Reputation: 71

Why tf.function traces layers twice?

The example code is as follows:

import tensorflow as tf     # tf-2.4 or tf-2.x
from datetime import datetime

# Define a layer with an eager side effect
class EagerLayer(tf.keras.layers.Layer):
  def __init__(self, **kwargs):
    super(EagerLayer, self).__init__(**kwargs)
    # Do some kind of initialization here
    self.dense = tf.keras.layers.Dense(32)

  def call(self, inputs):
    print("\nCurrently running eagerly", str(datetime.now()))
    return self.dense(inputs)

input_data = tf.random.uniform([60, 28, 28])
layer = EagerLayer()
tf_func_layer = tf.function(layer)
print("=============")
_ = tf_func_layer(input_data)

The output is

=============

Currently running eagerly 2020-12-16 20:46:38.482592

Currently running eagerly 2020-12-16 20:46:38.503605

The printing side effect shows up twice, which means the function is traced twice.

I am just wondering why the layer is traced twice.

A colab notebook can be found here.

Upvotes: 5

Answers (2)

DrPavel

Reputation: 21

I think that this is happening because of tf.keras.layers.Dense.

The keras implementation of a Dense layer postpones initialisation of weights and biases to the first call instead of at initialisation time. This is done so that you don't have to explicitly define input dimensions, which are instead derived from the input tensor.
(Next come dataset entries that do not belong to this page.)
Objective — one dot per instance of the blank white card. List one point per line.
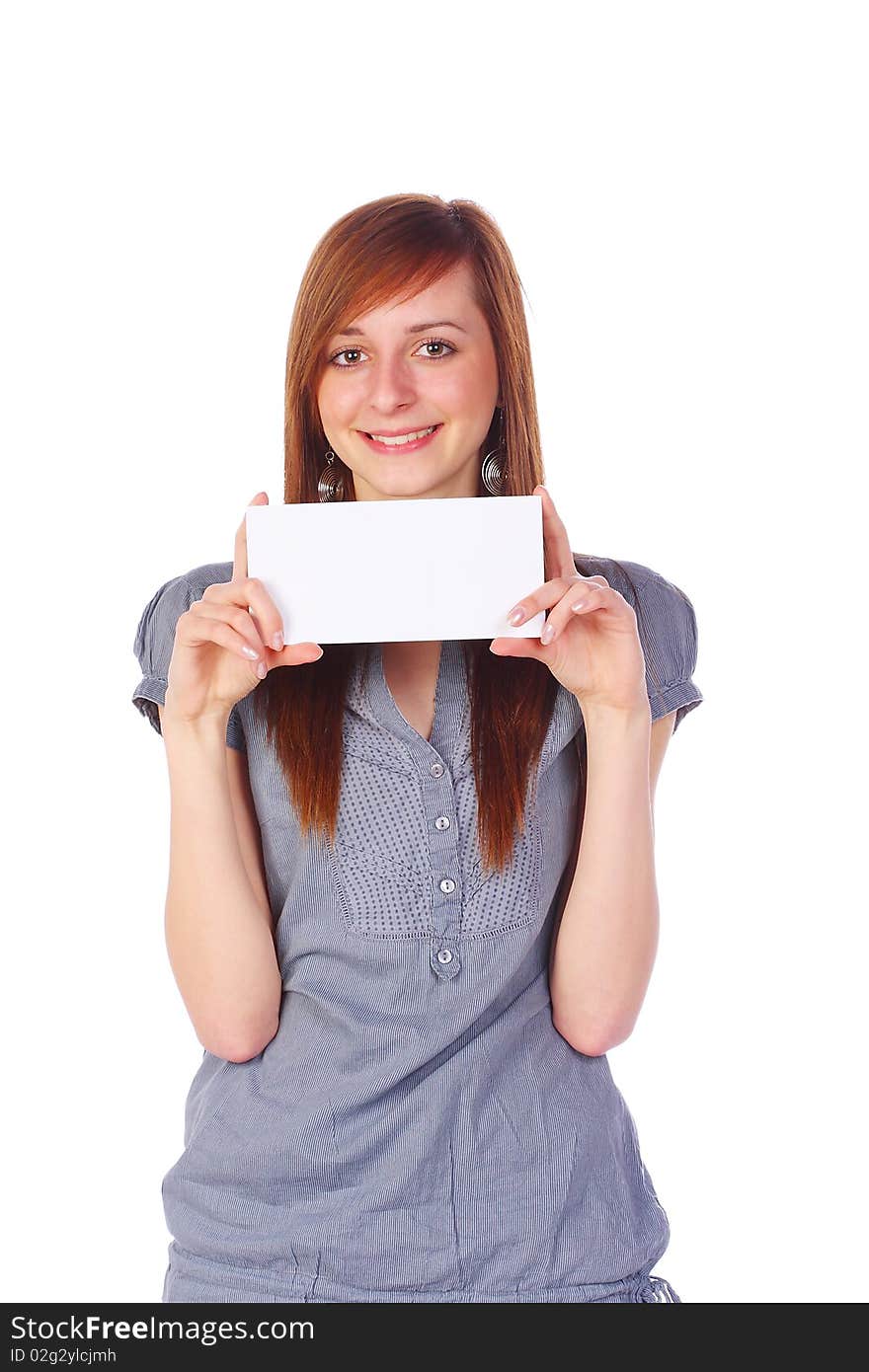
(398, 570)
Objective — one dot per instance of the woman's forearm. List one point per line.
(607, 939)
(218, 935)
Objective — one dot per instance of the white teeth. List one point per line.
(403, 438)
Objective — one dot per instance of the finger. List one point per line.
(596, 594)
(239, 563)
(558, 556)
(232, 627)
(252, 595)
(544, 597)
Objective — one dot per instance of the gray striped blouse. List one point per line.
(418, 1129)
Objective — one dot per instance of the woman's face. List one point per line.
(403, 368)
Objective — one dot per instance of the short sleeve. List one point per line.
(668, 627)
(154, 644)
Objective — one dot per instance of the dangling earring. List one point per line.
(495, 465)
(331, 485)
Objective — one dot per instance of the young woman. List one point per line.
(404, 967)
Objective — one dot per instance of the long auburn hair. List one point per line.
(390, 250)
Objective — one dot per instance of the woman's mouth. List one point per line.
(405, 443)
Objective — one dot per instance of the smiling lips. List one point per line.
(405, 442)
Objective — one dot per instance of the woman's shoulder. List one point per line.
(628, 576)
(668, 627)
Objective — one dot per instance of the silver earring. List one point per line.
(495, 467)
(331, 485)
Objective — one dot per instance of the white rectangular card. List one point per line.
(398, 570)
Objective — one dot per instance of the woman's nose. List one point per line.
(391, 383)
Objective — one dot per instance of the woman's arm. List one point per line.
(218, 921)
(607, 938)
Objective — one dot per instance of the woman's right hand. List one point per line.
(221, 649)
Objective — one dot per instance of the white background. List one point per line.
(684, 191)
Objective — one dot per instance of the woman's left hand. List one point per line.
(594, 650)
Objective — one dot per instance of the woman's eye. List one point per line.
(356, 351)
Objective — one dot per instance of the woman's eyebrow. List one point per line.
(412, 328)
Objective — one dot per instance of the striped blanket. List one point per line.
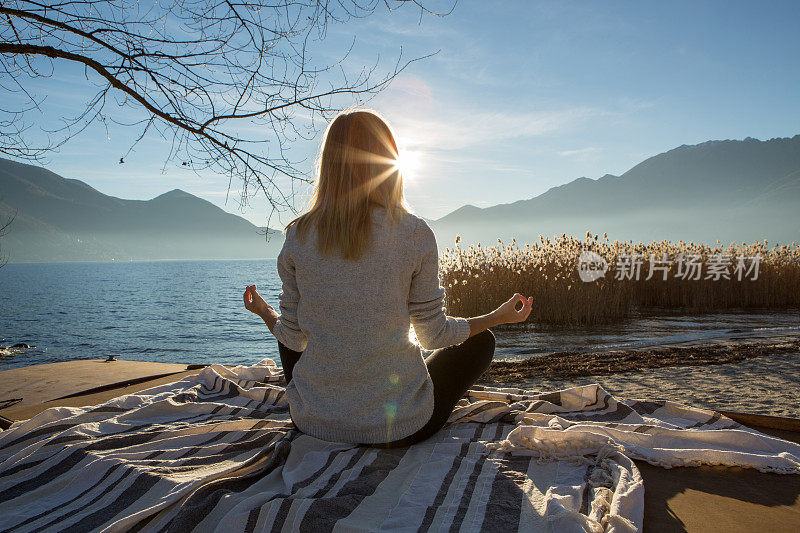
(218, 451)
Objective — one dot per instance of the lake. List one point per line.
(192, 312)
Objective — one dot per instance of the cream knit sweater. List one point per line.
(360, 378)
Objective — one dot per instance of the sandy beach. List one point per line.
(759, 374)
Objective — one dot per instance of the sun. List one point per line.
(408, 162)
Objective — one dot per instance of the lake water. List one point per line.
(192, 312)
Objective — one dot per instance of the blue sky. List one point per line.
(521, 97)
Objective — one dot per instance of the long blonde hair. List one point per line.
(357, 171)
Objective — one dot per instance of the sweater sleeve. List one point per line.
(434, 329)
(287, 329)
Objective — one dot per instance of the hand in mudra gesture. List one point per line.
(508, 313)
(254, 303)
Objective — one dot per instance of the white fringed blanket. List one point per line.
(218, 451)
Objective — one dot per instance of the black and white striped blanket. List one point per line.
(218, 451)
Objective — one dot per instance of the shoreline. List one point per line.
(758, 375)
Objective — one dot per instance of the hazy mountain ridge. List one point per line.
(59, 219)
(727, 190)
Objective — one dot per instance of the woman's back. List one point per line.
(360, 378)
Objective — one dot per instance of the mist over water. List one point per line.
(165, 311)
(192, 312)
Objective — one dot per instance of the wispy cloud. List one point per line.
(578, 152)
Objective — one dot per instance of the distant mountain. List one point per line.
(728, 190)
(60, 219)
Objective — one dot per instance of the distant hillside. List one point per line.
(60, 219)
(727, 190)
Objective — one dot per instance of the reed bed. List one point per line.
(477, 279)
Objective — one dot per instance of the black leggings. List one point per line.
(453, 370)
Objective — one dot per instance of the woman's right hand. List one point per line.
(508, 313)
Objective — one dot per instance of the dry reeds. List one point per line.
(477, 279)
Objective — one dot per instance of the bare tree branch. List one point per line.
(230, 85)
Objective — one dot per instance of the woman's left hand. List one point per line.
(254, 303)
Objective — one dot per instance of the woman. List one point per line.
(357, 269)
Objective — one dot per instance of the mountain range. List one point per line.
(732, 190)
(58, 219)
(728, 190)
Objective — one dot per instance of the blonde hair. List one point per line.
(357, 171)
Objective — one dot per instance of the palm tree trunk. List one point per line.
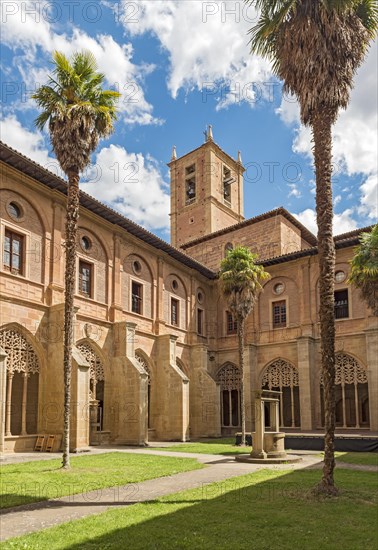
(322, 137)
(241, 366)
(70, 280)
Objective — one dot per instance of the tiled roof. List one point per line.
(19, 161)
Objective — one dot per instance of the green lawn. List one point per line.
(367, 459)
(224, 446)
(260, 511)
(44, 479)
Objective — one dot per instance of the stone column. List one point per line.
(24, 402)
(54, 257)
(159, 296)
(306, 371)
(9, 404)
(116, 301)
(258, 435)
(79, 401)
(372, 372)
(3, 384)
(253, 379)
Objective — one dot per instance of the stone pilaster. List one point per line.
(307, 385)
(371, 335)
(3, 384)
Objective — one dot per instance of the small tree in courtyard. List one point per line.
(78, 112)
(364, 273)
(316, 47)
(241, 280)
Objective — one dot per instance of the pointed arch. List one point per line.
(281, 375)
(229, 380)
(181, 365)
(23, 369)
(144, 362)
(351, 392)
(89, 351)
(142, 359)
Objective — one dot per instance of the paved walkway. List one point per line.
(34, 517)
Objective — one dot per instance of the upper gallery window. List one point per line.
(279, 314)
(190, 184)
(341, 304)
(232, 324)
(227, 181)
(86, 279)
(136, 298)
(174, 312)
(13, 252)
(14, 210)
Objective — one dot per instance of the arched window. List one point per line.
(228, 247)
(283, 377)
(351, 393)
(22, 384)
(229, 378)
(143, 364)
(96, 380)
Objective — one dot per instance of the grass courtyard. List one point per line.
(44, 479)
(259, 511)
(220, 446)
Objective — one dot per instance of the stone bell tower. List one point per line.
(206, 191)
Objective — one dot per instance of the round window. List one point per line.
(86, 243)
(339, 276)
(14, 210)
(137, 268)
(228, 248)
(279, 288)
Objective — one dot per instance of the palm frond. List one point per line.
(77, 108)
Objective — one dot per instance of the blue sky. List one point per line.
(181, 65)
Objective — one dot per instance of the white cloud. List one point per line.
(342, 223)
(369, 198)
(131, 184)
(21, 31)
(355, 141)
(294, 191)
(191, 33)
(31, 144)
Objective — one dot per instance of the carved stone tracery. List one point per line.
(280, 374)
(348, 371)
(143, 364)
(96, 370)
(21, 356)
(229, 378)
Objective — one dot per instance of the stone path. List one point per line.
(34, 517)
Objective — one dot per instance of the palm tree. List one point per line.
(316, 47)
(78, 112)
(364, 273)
(241, 281)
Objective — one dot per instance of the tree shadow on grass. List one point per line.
(275, 512)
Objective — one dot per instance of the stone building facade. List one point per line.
(155, 352)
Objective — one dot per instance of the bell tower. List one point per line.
(206, 191)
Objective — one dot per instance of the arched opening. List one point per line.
(143, 363)
(283, 377)
(96, 381)
(229, 378)
(23, 370)
(351, 393)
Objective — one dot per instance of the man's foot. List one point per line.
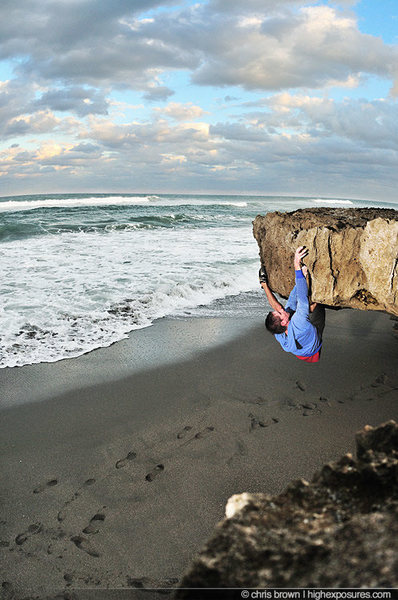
(262, 275)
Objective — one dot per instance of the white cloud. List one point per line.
(181, 112)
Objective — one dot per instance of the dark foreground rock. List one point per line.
(340, 530)
(353, 254)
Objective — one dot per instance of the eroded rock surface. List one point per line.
(353, 254)
(340, 530)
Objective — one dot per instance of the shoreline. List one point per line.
(117, 484)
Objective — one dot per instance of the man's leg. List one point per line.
(317, 318)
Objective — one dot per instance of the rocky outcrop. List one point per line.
(340, 530)
(352, 260)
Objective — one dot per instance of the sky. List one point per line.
(273, 97)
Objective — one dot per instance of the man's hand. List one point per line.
(301, 252)
(262, 276)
The code snippet below will trace only once. This is because I explicitly defined all the weights and biases at initialisation time.

class Dense(tf.Module):
    """
        Fully connected dense layer.
    """

    def __init__(self, neurons_in: int, neurons_out: int, name: str = None) -> None:
        """
            Build the weights and bias variables at initialisation time.
            Calculate output tensor through matrix multiplication and add bias.

            args:
                neurons_in: int - Number of neurons in.
                neurons_out: int - Number of neurons for the fully connected layer.
                name: str - Name of the layer.
            returns:
                None
        """

        super(Dense, self).__init__(name = name)
        self._neurons_in = neurons_in
        self._neurons_out = neurons_out

        weights_shape = (neurons_in, neurons_out)
        self.W = tf.Variable(
            initial_value = tf.initializers.GlorotNormal()(weights_shape),
            trainable = True,
            name = "dense_weights",
            dtype = tf.float32
        )
        bias_shape = (neurons_out,)
        self.b = tf.Variable(
            initial_value = tf.initializers.GlorotNormal()(bias_shape),
            trainable = True,
            name = "dense_bias",
            dtype = tf.float32
        )

    @tf.function(input_signature=[tf.TensorSpec(shape= (None, 500), dtype= tf.float32)])
    def __call__(self, x_in: tf.Tensor) -> tf.Tensor:
        """
            args:
                x_in: tf.Tensor - Input tensor of dimension (None, input_size).
            returns:
                x_out: tf.Tensor - Output tensor of dimension (None, neurons).
        """

        x_out = tf.matmul(x_in, self.W) + self.b
        return x_out

Now consider a case where parameter initialisation is deferred to the first call of the layer, which is what Keras does.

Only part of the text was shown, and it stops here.